Refurbishment and Remanufacturing Process: deploying novel tools and methodologies to be used for the refurbishment or remanufacturing process. Also, the Augmented Reality enabled multimodal interaction mechanisms will be developed to enhance the process of refurbishment and remanufacturing.
These technologies and solutions developed in RECLAIM will be applied and validated through five case studies (pilots) selected from different European industrial sectors (i.e. footwear manufacturer, white goods manufacturer, wood manufacturing, friction welding machines and textile manufacturer) in order to demonstrate their general applicability to other industrial sectors. For more details on the RECLAIM project, the reader is referred to [16, 20].
The cost model is a key component in RECLAIM solution.
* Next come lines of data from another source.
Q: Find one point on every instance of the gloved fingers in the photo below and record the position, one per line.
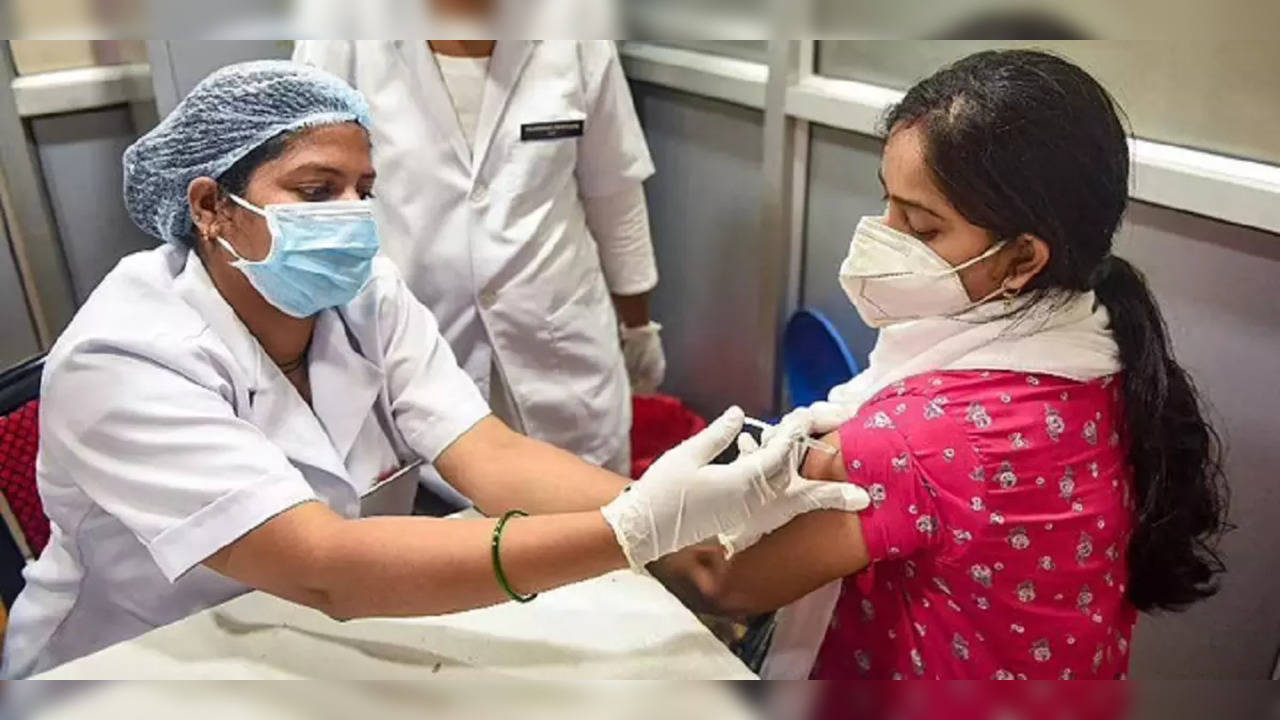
(739, 540)
(772, 463)
(703, 447)
(828, 417)
(796, 424)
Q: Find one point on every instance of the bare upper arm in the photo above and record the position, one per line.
(822, 466)
(790, 563)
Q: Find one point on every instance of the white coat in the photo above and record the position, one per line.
(167, 433)
(496, 241)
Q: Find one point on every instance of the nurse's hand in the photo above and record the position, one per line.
(684, 500)
(822, 418)
(800, 495)
(647, 363)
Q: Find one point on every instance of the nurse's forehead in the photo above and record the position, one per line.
(338, 149)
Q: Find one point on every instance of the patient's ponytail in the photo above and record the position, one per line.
(1023, 141)
(1175, 454)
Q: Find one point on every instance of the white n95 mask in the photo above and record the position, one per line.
(892, 277)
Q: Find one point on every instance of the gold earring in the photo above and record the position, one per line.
(1010, 294)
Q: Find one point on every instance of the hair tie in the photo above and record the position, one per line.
(1102, 272)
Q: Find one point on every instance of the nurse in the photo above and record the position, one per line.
(511, 200)
(224, 409)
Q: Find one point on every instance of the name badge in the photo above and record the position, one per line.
(553, 130)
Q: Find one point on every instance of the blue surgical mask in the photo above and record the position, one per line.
(321, 254)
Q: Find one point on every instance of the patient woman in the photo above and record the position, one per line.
(1038, 463)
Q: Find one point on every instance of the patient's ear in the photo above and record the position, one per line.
(821, 466)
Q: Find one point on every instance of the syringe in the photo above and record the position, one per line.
(808, 442)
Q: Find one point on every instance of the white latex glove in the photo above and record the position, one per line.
(647, 364)
(823, 418)
(682, 501)
(799, 497)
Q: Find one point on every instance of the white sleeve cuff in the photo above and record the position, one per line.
(620, 224)
(225, 520)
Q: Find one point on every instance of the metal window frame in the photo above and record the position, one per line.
(1234, 190)
(32, 231)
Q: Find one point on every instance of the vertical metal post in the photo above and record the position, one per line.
(32, 231)
(786, 174)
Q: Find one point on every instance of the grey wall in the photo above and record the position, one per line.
(704, 208)
(17, 335)
(179, 64)
(80, 155)
(1217, 286)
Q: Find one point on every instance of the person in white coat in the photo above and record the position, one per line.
(227, 410)
(510, 194)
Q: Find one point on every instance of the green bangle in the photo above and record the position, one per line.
(497, 557)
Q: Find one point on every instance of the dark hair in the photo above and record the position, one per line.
(1023, 141)
(237, 177)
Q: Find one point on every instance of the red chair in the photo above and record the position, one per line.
(658, 424)
(19, 440)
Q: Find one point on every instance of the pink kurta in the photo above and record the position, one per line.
(1001, 511)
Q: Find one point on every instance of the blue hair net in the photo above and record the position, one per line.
(223, 119)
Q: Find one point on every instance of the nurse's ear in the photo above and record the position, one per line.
(1024, 259)
(205, 199)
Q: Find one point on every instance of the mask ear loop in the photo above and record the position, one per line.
(227, 246)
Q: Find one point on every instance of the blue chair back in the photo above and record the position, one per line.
(814, 358)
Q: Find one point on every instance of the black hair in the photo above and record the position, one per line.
(236, 178)
(1022, 141)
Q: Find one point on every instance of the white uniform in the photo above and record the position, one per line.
(494, 236)
(167, 433)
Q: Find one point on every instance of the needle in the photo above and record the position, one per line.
(808, 442)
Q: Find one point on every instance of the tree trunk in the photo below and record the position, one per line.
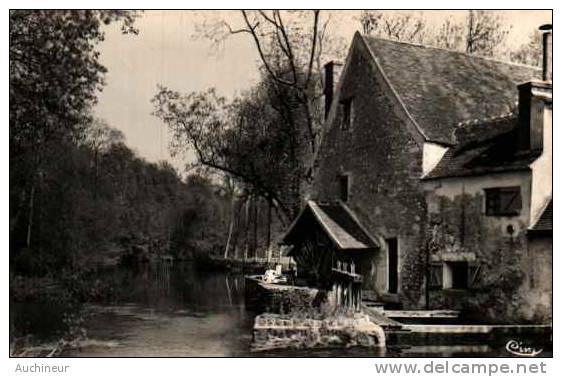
(230, 226)
(256, 216)
(30, 218)
(268, 246)
(246, 225)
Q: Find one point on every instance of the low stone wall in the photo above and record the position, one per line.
(281, 299)
(274, 331)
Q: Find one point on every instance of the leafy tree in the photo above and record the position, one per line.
(54, 76)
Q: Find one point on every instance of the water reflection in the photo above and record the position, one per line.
(174, 309)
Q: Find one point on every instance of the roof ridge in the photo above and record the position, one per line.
(537, 68)
(474, 121)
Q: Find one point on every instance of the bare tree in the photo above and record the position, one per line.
(531, 52)
(486, 31)
(290, 46)
(403, 27)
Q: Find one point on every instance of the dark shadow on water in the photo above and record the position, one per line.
(172, 309)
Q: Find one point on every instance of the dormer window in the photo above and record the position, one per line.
(346, 107)
(503, 201)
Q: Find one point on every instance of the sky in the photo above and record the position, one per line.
(167, 51)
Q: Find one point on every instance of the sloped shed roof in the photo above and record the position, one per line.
(442, 88)
(486, 147)
(338, 223)
(544, 223)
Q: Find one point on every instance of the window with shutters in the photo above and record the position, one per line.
(436, 276)
(459, 275)
(503, 201)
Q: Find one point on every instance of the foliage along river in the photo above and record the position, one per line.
(172, 309)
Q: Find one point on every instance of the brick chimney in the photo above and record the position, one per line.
(547, 52)
(331, 74)
(534, 98)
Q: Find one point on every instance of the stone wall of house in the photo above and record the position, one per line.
(539, 269)
(496, 247)
(384, 163)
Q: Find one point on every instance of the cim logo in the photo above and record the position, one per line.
(519, 348)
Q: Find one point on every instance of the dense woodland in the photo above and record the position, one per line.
(76, 190)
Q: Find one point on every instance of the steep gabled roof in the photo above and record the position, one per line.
(484, 147)
(336, 221)
(441, 88)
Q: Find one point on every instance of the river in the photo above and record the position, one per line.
(174, 310)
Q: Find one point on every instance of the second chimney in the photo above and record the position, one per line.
(546, 52)
(331, 74)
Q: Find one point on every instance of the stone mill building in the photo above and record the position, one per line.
(434, 177)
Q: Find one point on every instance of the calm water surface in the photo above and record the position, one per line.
(172, 309)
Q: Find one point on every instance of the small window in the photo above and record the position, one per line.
(503, 201)
(455, 275)
(343, 183)
(436, 276)
(346, 113)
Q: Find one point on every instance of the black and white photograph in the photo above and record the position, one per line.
(368, 183)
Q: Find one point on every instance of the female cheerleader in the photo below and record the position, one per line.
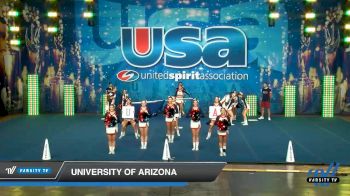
(125, 97)
(245, 107)
(176, 117)
(111, 92)
(169, 112)
(128, 121)
(179, 94)
(212, 121)
(143, 123)
(111, 127)
(195, 124)
(222, 122)
(228, 103)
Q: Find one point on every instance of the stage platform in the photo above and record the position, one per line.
(316, 140)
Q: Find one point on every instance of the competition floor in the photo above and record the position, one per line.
(276, 180)
(315, 140)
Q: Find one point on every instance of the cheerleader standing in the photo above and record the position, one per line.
(143, 124)
(128, 121)
(176, 117)
(169, 112)
(222, 122)
(245, 107)
(111, 127)
(111, 94)
(179, 94)
(195, 124)
(212, 121)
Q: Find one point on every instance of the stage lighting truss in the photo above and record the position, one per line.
(33, 94)
(252, 101)
(69, 100)
(289, 101)
(52, 14)
(328, 96)
(103, 103)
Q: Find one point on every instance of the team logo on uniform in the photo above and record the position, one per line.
(127, 75)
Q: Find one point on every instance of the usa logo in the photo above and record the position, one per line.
(184, 47)
(127, 75)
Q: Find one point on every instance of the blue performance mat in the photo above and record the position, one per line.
(316, 140)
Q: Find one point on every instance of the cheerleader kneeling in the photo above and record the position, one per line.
(222, 122)
(144, 124)
(111, 128)
(195, 124)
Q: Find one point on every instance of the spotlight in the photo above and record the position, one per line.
(52, 29)
(347, 39)
(14, 28)
(13, 13)
(52, 14)
(310, 15)
(15, 42)
(88, 14)
(347, 26)
(347, 12)
(274, 15)
(310, 29)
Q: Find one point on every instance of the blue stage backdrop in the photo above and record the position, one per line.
(213, 47)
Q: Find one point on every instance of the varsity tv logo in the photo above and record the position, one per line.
(322, 178)
(184, 47)
(11, 170)
(127, 75)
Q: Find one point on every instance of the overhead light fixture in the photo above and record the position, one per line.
(14, 28)
(88, 14)
(13, 13)
(52, 29)
(310, 29)
(347, 39)
(310, 15)
(52, 14)
(347, 26)
(274, 15)
(15, 42)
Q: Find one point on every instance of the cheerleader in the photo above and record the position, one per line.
(169, 112)
(179, 94)
(245, 107)
(222, 122)
(143, 123)
(229, 102)
(195, 124)
(212, 121)
(111, 92)
(176, 117)
(110, 121)
(128, 121)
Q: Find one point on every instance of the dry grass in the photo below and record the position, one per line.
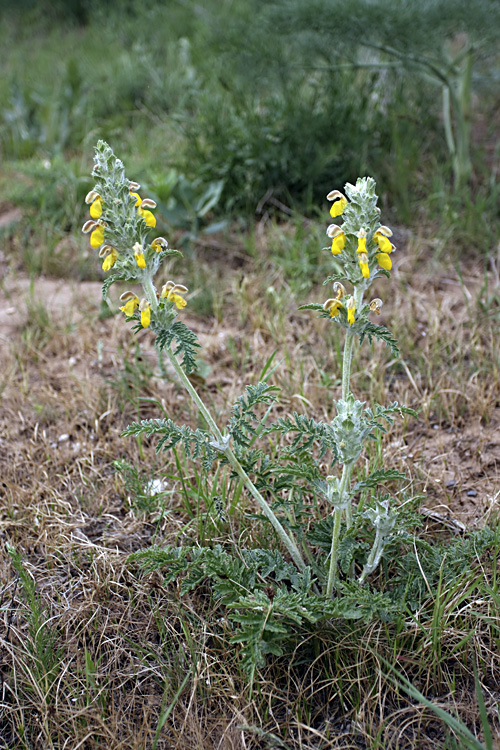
(110, 649)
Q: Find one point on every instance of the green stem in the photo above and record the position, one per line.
(287, 540)
(332, 573)
(348, 346)
(337, 517)
(373, 557)
(150, 291)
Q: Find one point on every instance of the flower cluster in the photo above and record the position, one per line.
(100, 226)
(366, 246)
(120, 220)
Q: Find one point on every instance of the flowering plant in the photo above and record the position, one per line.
(324, 557)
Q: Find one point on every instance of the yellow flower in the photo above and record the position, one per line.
(148, 217)
(361, 241)
(339, 203)
(363, 264)
(145, 310)
(381, 238)
(131, 302)
(110, 256)
(334, 306)
(159, 244)
(351, 309)
(142, 206)
(384, 261)
(338, 238)
(97, 237)
(172, 292)
(376, 305)
(96, 208)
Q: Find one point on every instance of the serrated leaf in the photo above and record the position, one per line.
(371, 331)
(383, 475)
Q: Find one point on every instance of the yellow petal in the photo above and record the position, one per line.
(384, 261)
(365, 270)
(335, 308)
(338, 243)
(97, 238)
(337, 208)
(96, 208)
(361, 245)
(146, 317)
(384, 244)
(110, 260)
(129, 306)
(148, 217)
(178, 301)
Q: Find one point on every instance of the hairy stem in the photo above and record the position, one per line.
(286, 539)
(337, 518)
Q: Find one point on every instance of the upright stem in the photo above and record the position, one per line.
(348, 346)
(337, 518)
(347, 468)
(287, 540)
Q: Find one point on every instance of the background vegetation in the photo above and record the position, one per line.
(238, 117)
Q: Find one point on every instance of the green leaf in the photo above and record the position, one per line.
(383, 334)
(383, 475)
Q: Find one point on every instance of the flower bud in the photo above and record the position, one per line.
(89, 226)
(91, 197)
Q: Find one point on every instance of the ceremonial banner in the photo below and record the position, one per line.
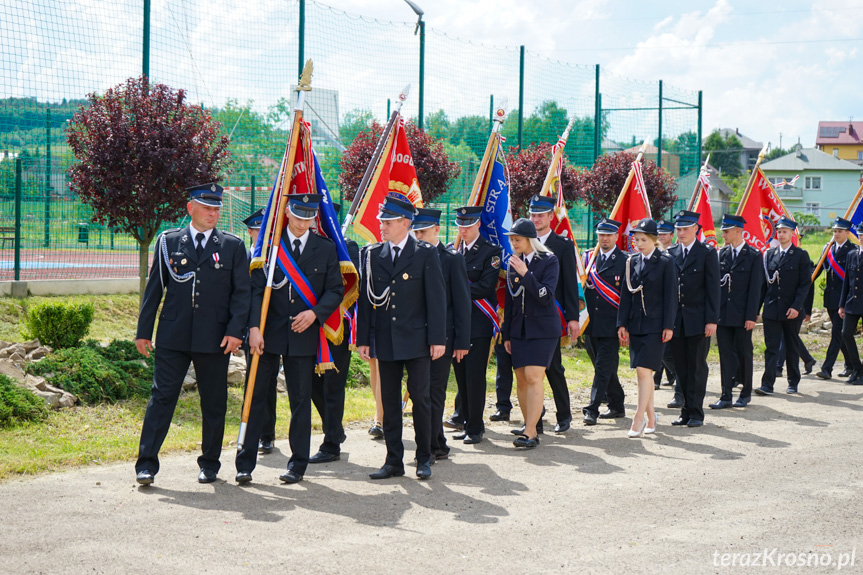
(395, 176)
(631, 206)
(762, 208)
Its main purpose is to estimate and understand the costs to be incurred when applying particular life extension strategy. It will be integrated with other tools and methodologies (as illustrated in Fig. 2) to enable end-users perform optimal decision-making regarding which life extension strategy (e.g. remanufacturing, refurbishment, repair) to implement for large industrial equipment that is towards its end-of-life, taking into account variables such as cost, machine performance, and energy consumption. This paper focuses on introducing an initial framework for cost model estimation in the RECLAIM solution.
Therefore, the relevant research question would be revolved around developing simple and tractable methodology that employs human expertise within cost model framework to estimate and analyse total cost of applying life extension strategy for large industrial equipment and thus support informed decision-making. Accordingly, the following research question has been formulated:
How can expert knowledge be integrated within cost modelling framework to estimate and analyse cost of applying different life extension strategies for industrial equipment?
To reach a conclusion regarding this research question, the following objectives have been set up.
Develop ABC cost model to calculate cost of life extension strategy that has more available data to be used as a benchmark strategy.
Use expert opinion to modify data of benchmark strategy.
Use modified data to estimate costs of other life extension strategies.
Apply the developed cost estimation methodology on a case study to demonstrate its applicability.
The rest of the paper is organised as follows: “Cost Estimation Methods” provides a literature review on the cost estimation methods used for developing cost models for supporting life extension strategy selection. Advantages and disadvantages of these methods are also reported. “Proposed Cost Estimation Framework” details the initial framework of the cost model presented in this paper. Cost model requirements, architecture and methodology used are described. “Cost Model Implementation” demonstrates the implementation of cost model through a case study of estimating cots for different life extension strategies applied to friction welding machine. Analyses of cost outcomes are also presented, including graphical representation of results. “Discussion” discusses the contributions of the article to the circular economy. And “Conclusion” draws conclusion from this work.